Programme protecting young immigrants 'probably dead,' Trump says



Washington (dpa) - A US immigration programme blocking the deportation of hundreds of thousands of young people brought to the United States illegally as children is "probably dead," President Donald Trump said Sunday.



 

 
The clock is ticking on negotiating legislation that would spare the programme, which will begin winding down in March unless Congress and Trump can agree on a bill.
“DACA is probably dead because the Democrats don’t really want it, they just want to talk and take desperately needed money away from our military,” Trump wrote on Twitter.

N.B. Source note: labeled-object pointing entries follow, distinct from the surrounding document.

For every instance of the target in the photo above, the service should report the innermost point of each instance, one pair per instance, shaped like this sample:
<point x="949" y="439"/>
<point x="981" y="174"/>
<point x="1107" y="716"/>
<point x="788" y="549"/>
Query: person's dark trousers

DACA is the Deferred Action for Childhood Arrivals programme, put in place under former president Barack Obama. It allows an estimated 800,000 people, mostly from Mexico and Central and South American countries, to remain legally in the US.

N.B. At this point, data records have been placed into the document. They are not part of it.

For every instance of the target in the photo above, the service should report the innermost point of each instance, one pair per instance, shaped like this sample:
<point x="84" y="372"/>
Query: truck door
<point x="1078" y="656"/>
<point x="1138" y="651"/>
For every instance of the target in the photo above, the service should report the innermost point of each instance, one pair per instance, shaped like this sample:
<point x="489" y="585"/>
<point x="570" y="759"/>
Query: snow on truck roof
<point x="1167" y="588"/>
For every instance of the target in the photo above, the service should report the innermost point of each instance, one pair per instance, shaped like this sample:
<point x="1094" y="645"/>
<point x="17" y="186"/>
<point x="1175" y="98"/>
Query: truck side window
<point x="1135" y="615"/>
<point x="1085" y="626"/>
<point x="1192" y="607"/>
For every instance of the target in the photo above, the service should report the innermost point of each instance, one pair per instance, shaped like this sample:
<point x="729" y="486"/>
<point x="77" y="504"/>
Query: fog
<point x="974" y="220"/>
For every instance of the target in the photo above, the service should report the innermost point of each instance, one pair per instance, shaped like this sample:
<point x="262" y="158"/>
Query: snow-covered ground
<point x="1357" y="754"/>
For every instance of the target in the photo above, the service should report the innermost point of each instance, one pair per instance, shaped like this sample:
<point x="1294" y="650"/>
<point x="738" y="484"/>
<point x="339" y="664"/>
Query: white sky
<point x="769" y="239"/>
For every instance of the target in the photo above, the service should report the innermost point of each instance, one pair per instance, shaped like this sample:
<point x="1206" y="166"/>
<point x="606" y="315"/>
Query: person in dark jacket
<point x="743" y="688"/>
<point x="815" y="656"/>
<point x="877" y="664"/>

In a separate tweet, Trump repeated his desire for merit-based immigration policies.
White House spokesman Raj Shah said Sunday on Fox News that the president wants border security issues, including funding for a wall along the US-Mexico border, to be part of any deal. Some Democrats have called for a "clean" bill that addresses only the DACA issue.

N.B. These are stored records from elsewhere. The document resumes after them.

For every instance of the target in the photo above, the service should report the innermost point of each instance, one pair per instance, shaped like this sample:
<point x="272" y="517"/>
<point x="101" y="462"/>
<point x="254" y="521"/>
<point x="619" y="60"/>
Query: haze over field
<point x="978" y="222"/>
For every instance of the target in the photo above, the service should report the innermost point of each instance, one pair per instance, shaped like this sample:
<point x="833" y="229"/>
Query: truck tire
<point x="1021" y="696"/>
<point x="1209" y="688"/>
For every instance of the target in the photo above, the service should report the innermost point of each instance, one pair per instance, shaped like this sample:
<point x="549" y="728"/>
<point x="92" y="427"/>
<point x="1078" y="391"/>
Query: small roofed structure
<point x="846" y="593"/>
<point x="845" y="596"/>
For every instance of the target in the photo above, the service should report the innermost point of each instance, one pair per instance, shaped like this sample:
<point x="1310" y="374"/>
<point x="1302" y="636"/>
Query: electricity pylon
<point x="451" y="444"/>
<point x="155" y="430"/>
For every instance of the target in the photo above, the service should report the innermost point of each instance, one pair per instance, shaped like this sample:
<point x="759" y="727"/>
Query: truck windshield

Shah said there are a number of "ongoing conversations" on immigration that will continue.
The developments come after a major controversy regarding reports that Trump referred to "shithole countries" in a discussion about immigrants from African nations, El Salvador and Haiti. Trump's alleged choice of words in Thursday's meeting drew widespread condemnation and sharp reactions from the countries themselves.
The president admitted using "tough" language in the White House meeting with a group of senators, but denied using profanity.
On Sunday, a close ally of the president who was at the meeting, told ABC News that reports have misrepresented the president's comments.
"I'm telling you he did not use that word," Republican Senator David Perdue said. He said reports about the meeting had been a "gross misrepresentation" of what happened.
Perdue said there were six people in the room and only one, Senator Richard Durbin, a member of the opposition Democrats, publicly divulged Trump's alleged choice of words.
There were reports of "language used that was not used," Perdue said, adding that reports that the meeting was "not contributory and not constructive" also were misrepresentations.
Reports about the meeting cited multiple sources, but only Durbin was named. One of the other senators at the meeting, Republican Lindsey Graham, didn't deny that Trump used the words "shithole countries" but said he pushed back on comments he made.
“Following comments by the president, I said my piece directly to him yesterday," Graham said in a statement. Graham added that the American people "will ultimately judge us on the outcome we achieve, not the process which led to it."